My answer arrived relatively quickly, as it was really just a matter of putting together some things that had been rolling around in my head. I have been following the Facebook page "Teachers Throwing Out Grades" for a while now, and while intrigued by the concept I was hesitant to attempt it for the selfish reason of being leery of the unknown. There weren't any guides for how to implement a gradeless classroom, not to mention the fact that my school, like most, requires that grades be given both during and at the end of the semester.
Also, Rick Wormeli visited my school in early August, so instead of going gradeless for first semester, I opted to try standards-based grading in my algebra 1 classes instead.
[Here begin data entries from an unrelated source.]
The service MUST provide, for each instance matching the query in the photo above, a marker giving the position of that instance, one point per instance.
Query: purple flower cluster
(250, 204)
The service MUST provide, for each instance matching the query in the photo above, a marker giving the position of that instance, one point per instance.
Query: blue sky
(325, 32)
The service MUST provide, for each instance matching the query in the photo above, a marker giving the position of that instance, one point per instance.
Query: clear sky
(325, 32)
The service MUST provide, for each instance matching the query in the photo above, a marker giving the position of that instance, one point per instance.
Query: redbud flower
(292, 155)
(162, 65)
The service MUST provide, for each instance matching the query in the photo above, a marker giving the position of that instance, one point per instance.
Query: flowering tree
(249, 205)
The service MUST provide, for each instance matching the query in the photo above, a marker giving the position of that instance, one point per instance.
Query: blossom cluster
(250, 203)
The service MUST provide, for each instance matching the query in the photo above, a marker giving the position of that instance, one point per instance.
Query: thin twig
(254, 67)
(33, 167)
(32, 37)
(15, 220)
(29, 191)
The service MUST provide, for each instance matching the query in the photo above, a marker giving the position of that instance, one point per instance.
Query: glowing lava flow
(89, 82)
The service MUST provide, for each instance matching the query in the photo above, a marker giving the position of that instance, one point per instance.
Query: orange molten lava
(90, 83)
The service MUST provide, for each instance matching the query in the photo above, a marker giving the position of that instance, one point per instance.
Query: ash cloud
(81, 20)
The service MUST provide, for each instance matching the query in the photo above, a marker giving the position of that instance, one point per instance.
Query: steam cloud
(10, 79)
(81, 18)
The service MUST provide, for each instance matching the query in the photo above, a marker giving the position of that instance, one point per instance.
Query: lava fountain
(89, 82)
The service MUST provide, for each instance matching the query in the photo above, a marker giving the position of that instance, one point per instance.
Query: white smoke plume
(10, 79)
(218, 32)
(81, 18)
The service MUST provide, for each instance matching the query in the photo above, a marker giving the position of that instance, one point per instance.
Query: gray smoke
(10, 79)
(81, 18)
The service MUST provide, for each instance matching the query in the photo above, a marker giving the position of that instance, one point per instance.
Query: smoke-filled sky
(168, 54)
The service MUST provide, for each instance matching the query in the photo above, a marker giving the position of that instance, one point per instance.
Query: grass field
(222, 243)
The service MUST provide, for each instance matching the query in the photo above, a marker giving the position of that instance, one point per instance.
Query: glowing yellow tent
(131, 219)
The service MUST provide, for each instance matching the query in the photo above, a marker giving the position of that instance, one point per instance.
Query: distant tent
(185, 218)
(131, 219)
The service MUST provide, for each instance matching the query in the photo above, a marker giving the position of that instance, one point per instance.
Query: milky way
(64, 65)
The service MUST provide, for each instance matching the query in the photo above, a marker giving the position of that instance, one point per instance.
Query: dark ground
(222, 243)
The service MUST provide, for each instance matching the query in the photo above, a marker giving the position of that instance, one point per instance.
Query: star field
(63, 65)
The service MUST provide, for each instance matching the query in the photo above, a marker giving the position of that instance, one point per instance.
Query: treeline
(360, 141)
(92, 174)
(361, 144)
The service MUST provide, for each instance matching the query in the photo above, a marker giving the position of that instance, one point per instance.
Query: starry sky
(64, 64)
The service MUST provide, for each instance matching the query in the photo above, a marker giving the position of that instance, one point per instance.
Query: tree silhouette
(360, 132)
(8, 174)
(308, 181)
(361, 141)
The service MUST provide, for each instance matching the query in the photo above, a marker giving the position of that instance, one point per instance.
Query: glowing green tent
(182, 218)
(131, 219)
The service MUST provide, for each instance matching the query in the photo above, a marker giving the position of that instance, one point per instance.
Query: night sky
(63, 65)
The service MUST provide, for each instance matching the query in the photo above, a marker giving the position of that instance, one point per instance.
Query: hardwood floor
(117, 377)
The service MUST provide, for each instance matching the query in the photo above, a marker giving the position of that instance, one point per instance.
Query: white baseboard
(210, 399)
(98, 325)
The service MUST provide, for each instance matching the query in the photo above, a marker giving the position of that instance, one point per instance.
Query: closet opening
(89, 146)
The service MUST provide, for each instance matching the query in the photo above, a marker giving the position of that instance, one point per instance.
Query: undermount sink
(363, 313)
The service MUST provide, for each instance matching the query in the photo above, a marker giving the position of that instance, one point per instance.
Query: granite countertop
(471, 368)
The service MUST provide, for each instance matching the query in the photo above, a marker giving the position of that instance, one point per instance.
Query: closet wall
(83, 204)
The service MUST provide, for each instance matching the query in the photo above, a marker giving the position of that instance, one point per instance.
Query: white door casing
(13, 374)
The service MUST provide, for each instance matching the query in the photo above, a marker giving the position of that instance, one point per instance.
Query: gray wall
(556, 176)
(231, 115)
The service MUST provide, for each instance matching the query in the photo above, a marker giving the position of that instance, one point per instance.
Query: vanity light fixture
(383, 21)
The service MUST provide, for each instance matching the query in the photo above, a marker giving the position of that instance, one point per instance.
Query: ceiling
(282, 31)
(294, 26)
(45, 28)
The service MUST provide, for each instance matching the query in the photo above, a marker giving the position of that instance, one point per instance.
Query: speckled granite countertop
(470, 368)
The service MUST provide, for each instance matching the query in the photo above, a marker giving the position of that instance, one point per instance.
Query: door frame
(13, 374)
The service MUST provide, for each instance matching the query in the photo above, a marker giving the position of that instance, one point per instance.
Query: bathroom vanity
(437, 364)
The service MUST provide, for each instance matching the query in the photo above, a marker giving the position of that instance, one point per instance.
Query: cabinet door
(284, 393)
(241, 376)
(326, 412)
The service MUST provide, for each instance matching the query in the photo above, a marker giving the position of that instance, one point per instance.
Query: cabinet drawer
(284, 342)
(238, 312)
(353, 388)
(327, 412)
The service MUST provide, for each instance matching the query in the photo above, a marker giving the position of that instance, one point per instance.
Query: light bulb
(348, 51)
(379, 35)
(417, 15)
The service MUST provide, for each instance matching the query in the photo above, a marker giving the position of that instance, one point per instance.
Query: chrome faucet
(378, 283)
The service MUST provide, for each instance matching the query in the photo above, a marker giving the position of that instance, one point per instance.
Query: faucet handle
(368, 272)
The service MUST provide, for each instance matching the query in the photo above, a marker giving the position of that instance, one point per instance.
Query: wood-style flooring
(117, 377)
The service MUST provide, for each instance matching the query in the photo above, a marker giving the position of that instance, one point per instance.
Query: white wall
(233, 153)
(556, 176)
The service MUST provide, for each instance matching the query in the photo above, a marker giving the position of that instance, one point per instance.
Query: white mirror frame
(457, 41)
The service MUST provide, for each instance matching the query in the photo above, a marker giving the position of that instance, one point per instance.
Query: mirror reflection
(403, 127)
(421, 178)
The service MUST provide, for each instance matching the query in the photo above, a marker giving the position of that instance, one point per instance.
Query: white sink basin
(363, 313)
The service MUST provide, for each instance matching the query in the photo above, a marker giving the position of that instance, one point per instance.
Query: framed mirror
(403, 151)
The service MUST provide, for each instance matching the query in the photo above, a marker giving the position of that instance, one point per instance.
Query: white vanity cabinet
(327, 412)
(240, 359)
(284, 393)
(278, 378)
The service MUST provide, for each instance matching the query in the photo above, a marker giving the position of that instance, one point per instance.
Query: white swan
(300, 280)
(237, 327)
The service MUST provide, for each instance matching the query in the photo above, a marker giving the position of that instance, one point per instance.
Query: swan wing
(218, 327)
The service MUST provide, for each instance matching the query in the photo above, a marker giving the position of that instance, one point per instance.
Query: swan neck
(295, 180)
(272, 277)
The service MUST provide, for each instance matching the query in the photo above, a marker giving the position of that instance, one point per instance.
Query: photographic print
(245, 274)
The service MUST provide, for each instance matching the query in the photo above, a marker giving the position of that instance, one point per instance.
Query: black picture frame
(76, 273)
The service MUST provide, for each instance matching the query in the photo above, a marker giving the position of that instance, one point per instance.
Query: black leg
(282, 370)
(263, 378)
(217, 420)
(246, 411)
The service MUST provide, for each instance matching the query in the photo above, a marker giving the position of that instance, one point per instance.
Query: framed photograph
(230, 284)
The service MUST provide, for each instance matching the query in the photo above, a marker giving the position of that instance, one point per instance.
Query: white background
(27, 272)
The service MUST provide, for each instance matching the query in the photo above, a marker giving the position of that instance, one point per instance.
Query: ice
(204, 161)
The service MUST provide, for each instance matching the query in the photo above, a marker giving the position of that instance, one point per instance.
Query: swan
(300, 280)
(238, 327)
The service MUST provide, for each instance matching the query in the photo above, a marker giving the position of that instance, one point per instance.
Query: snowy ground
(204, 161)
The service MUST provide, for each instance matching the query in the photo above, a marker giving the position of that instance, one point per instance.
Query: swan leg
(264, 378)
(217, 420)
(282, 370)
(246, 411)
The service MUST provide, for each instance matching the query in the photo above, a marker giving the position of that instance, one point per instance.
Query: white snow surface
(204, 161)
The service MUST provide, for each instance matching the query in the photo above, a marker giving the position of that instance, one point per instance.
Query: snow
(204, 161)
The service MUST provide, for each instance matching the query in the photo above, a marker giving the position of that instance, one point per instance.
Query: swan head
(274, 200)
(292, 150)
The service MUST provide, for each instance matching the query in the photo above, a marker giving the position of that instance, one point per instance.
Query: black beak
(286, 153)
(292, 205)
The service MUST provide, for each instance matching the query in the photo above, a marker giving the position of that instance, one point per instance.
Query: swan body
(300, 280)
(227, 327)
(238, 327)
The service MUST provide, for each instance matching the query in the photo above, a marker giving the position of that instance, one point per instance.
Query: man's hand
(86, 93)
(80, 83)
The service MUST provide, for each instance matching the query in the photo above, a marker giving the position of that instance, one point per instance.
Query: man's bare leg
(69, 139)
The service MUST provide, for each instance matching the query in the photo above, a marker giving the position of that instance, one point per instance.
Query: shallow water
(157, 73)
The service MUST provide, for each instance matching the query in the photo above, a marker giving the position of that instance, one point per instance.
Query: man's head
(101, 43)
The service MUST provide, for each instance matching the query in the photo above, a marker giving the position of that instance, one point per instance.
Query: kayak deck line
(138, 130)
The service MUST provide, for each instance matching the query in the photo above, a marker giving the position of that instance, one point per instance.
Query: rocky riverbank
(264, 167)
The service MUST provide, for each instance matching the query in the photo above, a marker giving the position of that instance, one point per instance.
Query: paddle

And while the algebra 1 kids were definitely more aware of the skills they were being asked to learn, there was still a disconnect between knowing what was expected and really taking ownership of meeting the expectations. The chase they were participating in was a chase for a grade. They understood that working toward mastery of the material was the means to that end, but the "good grade" was still the end goal. Not exactly what I had in mind, and certainly not in the true spirit of standards-based grading. So, despite the fact that I had been emphasizing standards and not grades throughout the semester, there was clearly some work to be done.
At the beginning of the semester break, I read Starr Sackstein's new book, "Hacking Assessment: 10 Ways to Go Gradeless in a Traditional Grades World." You can see why the title was attractive to me. The book is full of practical ideas and suggestions, based primarily on the author's personal experience. The over-riding theme of the book - or at least what I gleaned from it - was that going gradeless involves getting the kids involved in the process of determining their grade, making assessment a semester-long discussion through which the students are asked to constantly reflect on the progress they are making. This discussion can include short electronic surveys, longer written reflections, and face-to-face discussions, among other things, and should always focus on the progress the students are making on meeting the standards. Yes, grades are still reported during and at the end of the semester. But rather than the grades being about the averages of a bunch of numbers, they are the result of a mutual conclusion of how well the student understands the content of the course.
Put simply, it's Harkness meets assessment. Harkness is about learning through discussions that are centered around carefully-crafted questions. Going gradeless is about assessment through discussions that are centered around well-articulated standards.
So next semester, I'm diving in. I have no doubts that there will be bumps along the road. But the more I think about it, the more "right" it seems. I have asked the kids to do the work of learning by having discussions with me and with one another. It only makes sense that assessing that learning should follow the same course.